Little did I know then that this project would be the start of a lifelong pursuit of canine art. Now, as then, my illustrations reveal a personal and deep appreciation for the complex and loving nature that is the dog and the profound relationships that they can have with us.
Each breed and individual dog is so different, and these differences are fascinating to me. Golden Retrievers, for example, have some shared characteristics as a breed, but can vary greatly across the shape of their head, shape and color of their eyes, and color and texture of their hair … amazing! Beyond physical characteristics, as you think about the dog in your life, even their unique personality is somehow reflected in their appearance. Their eyes can be soft or intense, their ears upright and confident, or gently back and more demure. That’s what I capture in my portraits! And then there are the mixed breeds, so fascinating with combinations that only nature could put together in such a pleasing way. Just looking at the unique patterns within the dog’s coat is amazing to me. Sometimes I can get engrossed in the light hitting one specific curl or how a shadow falls across an eye. The best part is looking into their eyes. You can see the dog’s personality.
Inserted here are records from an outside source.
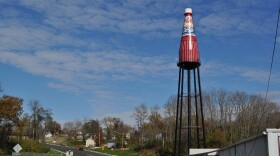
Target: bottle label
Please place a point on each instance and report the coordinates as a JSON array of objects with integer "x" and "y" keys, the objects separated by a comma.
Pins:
[{"x": 188, "y": 26}]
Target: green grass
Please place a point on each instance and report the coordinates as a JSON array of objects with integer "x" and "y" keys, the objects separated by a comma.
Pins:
[{"x": 117, "y": 152}]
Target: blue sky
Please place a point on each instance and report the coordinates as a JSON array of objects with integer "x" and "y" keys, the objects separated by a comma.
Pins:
[{"x": 91, "y": 59}]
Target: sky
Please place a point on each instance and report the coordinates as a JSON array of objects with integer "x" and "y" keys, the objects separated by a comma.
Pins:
[{"x": 97, "y": 58}]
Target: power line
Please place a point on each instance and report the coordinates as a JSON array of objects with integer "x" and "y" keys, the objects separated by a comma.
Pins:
[
  {"x": 272, "y": 58},
  {"x": 269, "y": 76}
]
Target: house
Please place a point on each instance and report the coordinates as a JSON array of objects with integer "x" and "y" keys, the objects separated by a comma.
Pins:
[
  {"x": 111, "y": 144},
  {"x": 90, "y": 142},
  {"x": 48, "y": 135}
]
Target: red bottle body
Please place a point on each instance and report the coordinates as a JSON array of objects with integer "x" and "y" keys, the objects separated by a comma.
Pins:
[{"x": 188, "y": 52}]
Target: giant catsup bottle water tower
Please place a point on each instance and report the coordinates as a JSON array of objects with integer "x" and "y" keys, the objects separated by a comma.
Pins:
[{"x": 189, "y": 61}]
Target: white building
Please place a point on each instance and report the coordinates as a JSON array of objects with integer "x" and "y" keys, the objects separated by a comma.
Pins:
[{"x": 90, "y": 142}]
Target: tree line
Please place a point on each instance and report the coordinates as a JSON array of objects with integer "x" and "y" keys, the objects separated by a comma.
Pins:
[{"x": 229, "y": 116}]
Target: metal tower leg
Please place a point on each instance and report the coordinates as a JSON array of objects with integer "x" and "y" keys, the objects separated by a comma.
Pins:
[
  {"x": 201, "y": 109},
  {"x": 196, "y": 109}
]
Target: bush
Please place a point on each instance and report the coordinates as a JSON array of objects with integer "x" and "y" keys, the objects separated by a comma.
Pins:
[
  {"x": 33, "y": 146},
  {"x": 72, "y": 142}
]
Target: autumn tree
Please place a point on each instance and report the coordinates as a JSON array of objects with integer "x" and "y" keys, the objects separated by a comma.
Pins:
[
  {"x": 140, "y": 115},
  {"x": 92, "y": 128},
  {"x": 40, "y": 116},
  {"x": 10, "y": 111}
]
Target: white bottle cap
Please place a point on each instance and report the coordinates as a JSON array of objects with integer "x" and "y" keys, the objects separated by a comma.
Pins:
[{"x": 188, "y": 10}]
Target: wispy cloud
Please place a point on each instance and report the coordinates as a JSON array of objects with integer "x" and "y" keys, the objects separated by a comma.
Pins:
[{"x": 215, "y": 69}]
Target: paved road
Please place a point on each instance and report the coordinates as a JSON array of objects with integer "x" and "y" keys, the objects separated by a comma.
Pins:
[{"x": 76, "y": 152}]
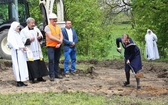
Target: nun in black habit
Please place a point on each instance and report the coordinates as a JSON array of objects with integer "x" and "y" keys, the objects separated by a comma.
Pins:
[{"x": 132, "y": 56}]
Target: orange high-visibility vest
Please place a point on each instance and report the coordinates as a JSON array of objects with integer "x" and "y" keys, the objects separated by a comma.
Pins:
[{"x": 55, "y": 31}]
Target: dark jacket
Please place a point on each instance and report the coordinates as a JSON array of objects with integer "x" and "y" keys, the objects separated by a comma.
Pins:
[
  {"x": 131, "y": 53},
  {"x": 66, "y": 41}
]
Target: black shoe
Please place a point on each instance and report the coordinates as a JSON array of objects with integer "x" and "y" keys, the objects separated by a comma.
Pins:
[
  {"x": 72, "y": 73},
  {"x": 51, "y": 78},
  {"x": 19, "y": 84},
  {"x": 41, "y": 79},
  {"x": 23, "y": 84},
  {"x": 126, "y": 83},
  {"x": 138, "y": 87},
  {"x": 58, "y": 76}
]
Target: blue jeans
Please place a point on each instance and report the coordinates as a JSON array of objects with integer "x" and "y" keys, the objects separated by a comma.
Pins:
[
  {"x": 53, "y": 57},
  {"x": 70, "y": 53}
]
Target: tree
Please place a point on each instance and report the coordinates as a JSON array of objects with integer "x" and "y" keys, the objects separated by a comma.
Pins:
[{"x": 87, "y": 18}]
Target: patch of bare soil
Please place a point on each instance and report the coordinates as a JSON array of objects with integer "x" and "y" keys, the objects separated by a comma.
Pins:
[{"x": 106, "y": 78}]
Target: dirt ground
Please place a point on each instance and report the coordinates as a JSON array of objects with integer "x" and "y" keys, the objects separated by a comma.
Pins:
[{"x": 106, "y": 79}]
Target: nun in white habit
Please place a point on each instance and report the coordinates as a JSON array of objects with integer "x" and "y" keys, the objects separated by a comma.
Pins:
[
  {"x": 151, "y": 46},
  {"x": 17, "y": 54}
]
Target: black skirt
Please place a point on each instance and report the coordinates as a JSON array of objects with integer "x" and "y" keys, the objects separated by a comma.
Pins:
[{"x": 37, "y": 69}]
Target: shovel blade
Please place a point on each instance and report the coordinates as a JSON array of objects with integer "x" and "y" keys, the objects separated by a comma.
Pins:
[{"x": 139, "y": 75}]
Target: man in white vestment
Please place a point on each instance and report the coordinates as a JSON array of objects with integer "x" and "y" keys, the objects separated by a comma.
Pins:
[
  {"x": 151, "y": 46},
  {"x": 31, "y": 36},
  {"x": 18, "y": 49}
]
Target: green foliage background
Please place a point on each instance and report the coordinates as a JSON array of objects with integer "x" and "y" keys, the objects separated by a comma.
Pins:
[
  {"x": 87, "y": 18},
  {"x": 151, "y": 14}
]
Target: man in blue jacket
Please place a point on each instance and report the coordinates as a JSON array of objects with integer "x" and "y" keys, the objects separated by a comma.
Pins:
[{"x": 70, "y": 40}]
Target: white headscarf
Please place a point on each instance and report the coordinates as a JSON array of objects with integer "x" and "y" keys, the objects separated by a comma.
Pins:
[
  {"x": 152, "y": 34},
  {"x": 13, "y": 38}
]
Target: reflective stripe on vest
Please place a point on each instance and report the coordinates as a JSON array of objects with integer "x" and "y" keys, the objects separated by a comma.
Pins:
[{"x": 55, "y": 31}]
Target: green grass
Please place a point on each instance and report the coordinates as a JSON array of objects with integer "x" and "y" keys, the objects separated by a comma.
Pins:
[{"x": 76, "y": 98}]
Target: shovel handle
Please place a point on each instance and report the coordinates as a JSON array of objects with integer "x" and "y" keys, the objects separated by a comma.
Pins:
[{"x": 131, "y": 68}]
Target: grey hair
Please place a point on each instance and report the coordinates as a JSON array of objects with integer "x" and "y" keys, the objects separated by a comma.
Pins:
[{"x": 29, "y": 19}]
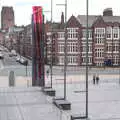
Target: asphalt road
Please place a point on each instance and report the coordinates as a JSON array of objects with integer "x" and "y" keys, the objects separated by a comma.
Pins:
[{"x": 9, "y": 63}]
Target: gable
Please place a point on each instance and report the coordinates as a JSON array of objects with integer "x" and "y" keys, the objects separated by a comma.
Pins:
[
  {"x": 99, "y": 22},
  {"x": 73, "y": 22}
]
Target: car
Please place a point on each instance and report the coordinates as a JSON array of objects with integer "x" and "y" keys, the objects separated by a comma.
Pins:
[
  {"x": 11, "y": 55},
  {"x": 18, "y": 59}
]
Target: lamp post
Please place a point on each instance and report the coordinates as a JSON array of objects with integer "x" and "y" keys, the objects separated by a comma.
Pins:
[
  {"x": 51, "y": 43},
  {"x": 65, "y": 48},
  {"x": 87, "y": 59}
]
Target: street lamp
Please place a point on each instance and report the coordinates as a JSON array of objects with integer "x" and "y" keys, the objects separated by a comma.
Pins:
[
  {"x": 87, "y": 59},
  {"x": 65, "y": 48}
]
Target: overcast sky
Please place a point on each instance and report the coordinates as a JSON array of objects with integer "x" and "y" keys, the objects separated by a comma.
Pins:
[{"x": 23, "y": 8}]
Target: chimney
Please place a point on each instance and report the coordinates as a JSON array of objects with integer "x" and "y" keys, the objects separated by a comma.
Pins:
[{"x": 108, "y": 12}]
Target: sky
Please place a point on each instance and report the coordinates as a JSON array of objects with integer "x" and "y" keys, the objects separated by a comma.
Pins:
[{"x": 23, "y": 8}]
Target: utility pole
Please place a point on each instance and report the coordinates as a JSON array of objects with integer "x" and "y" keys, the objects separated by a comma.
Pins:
[
  {"x": 51, "y": 65},
  {"x": 87, "y": 59},
  {"x": 65, "y": 50}
]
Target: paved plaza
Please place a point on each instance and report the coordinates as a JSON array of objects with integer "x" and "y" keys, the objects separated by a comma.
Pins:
[{"x": 24, "y": 102}]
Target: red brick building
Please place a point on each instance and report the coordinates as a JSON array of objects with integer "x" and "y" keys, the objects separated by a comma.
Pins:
[
  {"x": 7, "y": 18},
  {"x": 103, "y": 40}
]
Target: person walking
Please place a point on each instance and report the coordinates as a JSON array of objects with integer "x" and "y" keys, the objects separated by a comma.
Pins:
[
  {"x": 97, "y": 79},
  {"x": 94, "y": 79}
]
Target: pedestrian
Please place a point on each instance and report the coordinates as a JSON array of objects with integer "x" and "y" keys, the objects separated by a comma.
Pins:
[
  {"x": 93, "y": 79},
  {"x": 97, "y": 79}
]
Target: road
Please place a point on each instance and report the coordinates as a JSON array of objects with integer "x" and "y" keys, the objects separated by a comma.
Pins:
[{"x": 9, "y": 63}]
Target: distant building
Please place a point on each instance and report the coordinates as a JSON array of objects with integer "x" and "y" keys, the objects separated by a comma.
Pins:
[
  {"x": 103, "y": 40},
  {"x": 7, "y": 18}
]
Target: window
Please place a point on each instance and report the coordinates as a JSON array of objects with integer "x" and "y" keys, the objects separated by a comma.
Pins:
[
  {"x": 72, "y": 33},
  {"x": 89, "y": 33},
  {"x": 115, "y": 32},
  {"x": 60, "y": 35},
  {"x": 61, "y": 48},
  {"x": 108, "y": 32},
  {"x": 72, "y": 47},
  {"x": 99, "y": 52},
  {"x": 100, "y": 32}
]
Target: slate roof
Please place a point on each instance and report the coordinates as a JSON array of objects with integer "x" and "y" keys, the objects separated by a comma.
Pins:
[{"x": 93, "y": 18}]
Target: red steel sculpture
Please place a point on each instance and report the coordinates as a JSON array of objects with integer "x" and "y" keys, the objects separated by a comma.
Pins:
[{"x": 38, "y": 47}]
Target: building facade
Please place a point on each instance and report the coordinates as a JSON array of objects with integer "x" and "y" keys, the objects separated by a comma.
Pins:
[
  {"x": 103, "y": 40},
  {"x": 7, "y": 18}
]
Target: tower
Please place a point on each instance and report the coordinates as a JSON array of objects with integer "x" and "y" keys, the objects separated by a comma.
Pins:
[{"x": 7, "y": 17}]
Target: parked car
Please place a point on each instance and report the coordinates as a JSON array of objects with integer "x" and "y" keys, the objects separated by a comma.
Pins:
[{"x": 18, "y": 59}]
In my role as a dog trainer, I am privy to a special perspective. When I first begin training a dog, their focus is on everything but me. After a short period, however, a connection begins to develop between me and the dog. This is the moment the dog realizes that we are working together and the magic starts. They look into my face, not in a challenging way, but in a way that tells me we understand each other, and they are ready to put their trust and faith in me.